My last login here was a long tima ago! My name is Loes, 13 years old and I come from the netherlands. I've got one 'tiel: 'Kuifje', a Lutino. Kuifje is very tame, his wings are clipped and he likes it to play outside with his 'friend', Pip the Galah cockatoo. I also have an agapornis (lovebird); his name's 'Kiwi', but he isn't tame en off (jet) to take him with me outside like Pip & Kuif


----------



## Laura (Jul 30, 2007)

Hi Loes you have some gorgeous birds there  great pictures thanks for sharing them


----------



## xxxSpikexxx (Jul 30, 2007)

Beautiful birds


----------



## Kfontan (Oct 10, 2007)

Your birds are beautiful!


----------



## birdieness (Jul 28, 2007)

how loud is your galah comared to your tiel? i love these guys. Personally would never own a too i don't think because they need soo much and sometimes i'm not always around for it but so beautiful!


----------



## Bea (Jul 26, 2007)

How great to see someone with a galah outside of Australia, they're the coolest birds but i understand their cost is quite ridiculous elsewhere. :lol: Your birds are stunning.


----------



## mees (Nov 8, 2007)

thx everyone! 

@Birdieness;
Pippy normally shouts a few minutes in the morning and evening. When he's playing with his toys he usually makes some hard sounds too. Sometimes he shouts because he wants some attention. He makes a lot more noise than a cockatiel, and it's much louder! But Pip is a lovely bird though  sometimes it's a bit hard to give him all the attention he needs, but my little sister likes to play with Pip when I'm not at home


----------



## Rosie (Aug 27, 2007)

Really beautiful birds! Your Galah is just stunning.


----------



## birdieness (Jul 28, 2007)

mees said:


> thx everyone!
> 
> @Birdieness;
> Pippy normally shouts a few minutes in the morning and evening. When he's playing with his toys he usually makes some hard sounds too. Sometimes he shouts because he wants some attention. He makes a lot more noise than a cockatiel, and it's much louder! But Pip is a lovely bird though  sometimes it's a bit hard to give him all the attention he needs, but my little sister likes to play with Pip when I'm not at home



how loud vs macaw? ive been around a macaw and he's nothing now.

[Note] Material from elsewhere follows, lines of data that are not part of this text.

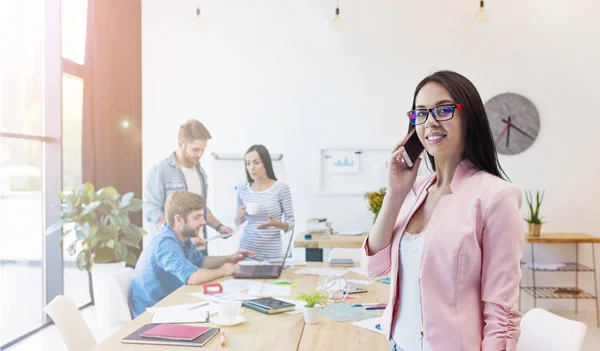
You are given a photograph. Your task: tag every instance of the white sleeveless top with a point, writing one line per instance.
(408, 323)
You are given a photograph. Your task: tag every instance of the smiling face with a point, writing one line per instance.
(255, 166)
(442, 139)
(193, 224)
(193, 152)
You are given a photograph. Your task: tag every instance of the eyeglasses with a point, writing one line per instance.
(440, 113)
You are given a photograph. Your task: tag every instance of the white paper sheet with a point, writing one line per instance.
(183, 313)
(238, 284)
(270, 290)
(357, 270)
(350, 232)
(369, 324)
(321, 271)
(225, 236)
(546, 266)
(232, 295)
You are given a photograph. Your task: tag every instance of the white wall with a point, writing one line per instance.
(274, 72)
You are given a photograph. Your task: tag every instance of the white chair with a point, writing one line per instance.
(543, 330)
(75, 333)
(122, 280)
(354, 254)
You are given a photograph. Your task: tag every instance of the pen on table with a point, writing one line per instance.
(198, 306)
(223, 339)
(376, 308)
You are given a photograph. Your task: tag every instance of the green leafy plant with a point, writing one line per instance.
(98, 223)
(534, 206)
(315, 298)
(375, 200)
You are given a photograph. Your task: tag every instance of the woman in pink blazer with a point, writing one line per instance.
(451, 242)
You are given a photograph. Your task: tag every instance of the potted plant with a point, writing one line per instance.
(534, 220)
(311, 311)
(375, 200)
(97, 226)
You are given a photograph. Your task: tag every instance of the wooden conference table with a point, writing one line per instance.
(276, 332)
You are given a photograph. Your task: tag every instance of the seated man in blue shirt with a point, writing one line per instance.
(171, 259)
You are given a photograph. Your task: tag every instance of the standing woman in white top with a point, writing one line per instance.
(266, 203)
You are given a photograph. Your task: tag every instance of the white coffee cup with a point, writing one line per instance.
(252, 208)
(229, 310)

I;ve never met a too yet. Would love to tho.


----------



## Sophia (Aug 11, 2007)

They are both beautiful birds!!  Thanks for sharing!


----------



## mees (Nov 8, 2007)

birdieness said:


> how loud vs macaw? ive been around a macaw and he's nothing now. I;ve never met a too yet. Would love to tho.


Hmm I don't know..  I THINK a macaw's louder than a 'too but I'm not sure, I've never heard a macaw screaming...


----------



## Renae (Feb 9, 2008)

I wanna cockatoo, they're so cute. 

Love your tiel too, both adorable and have a lucky owner.


----------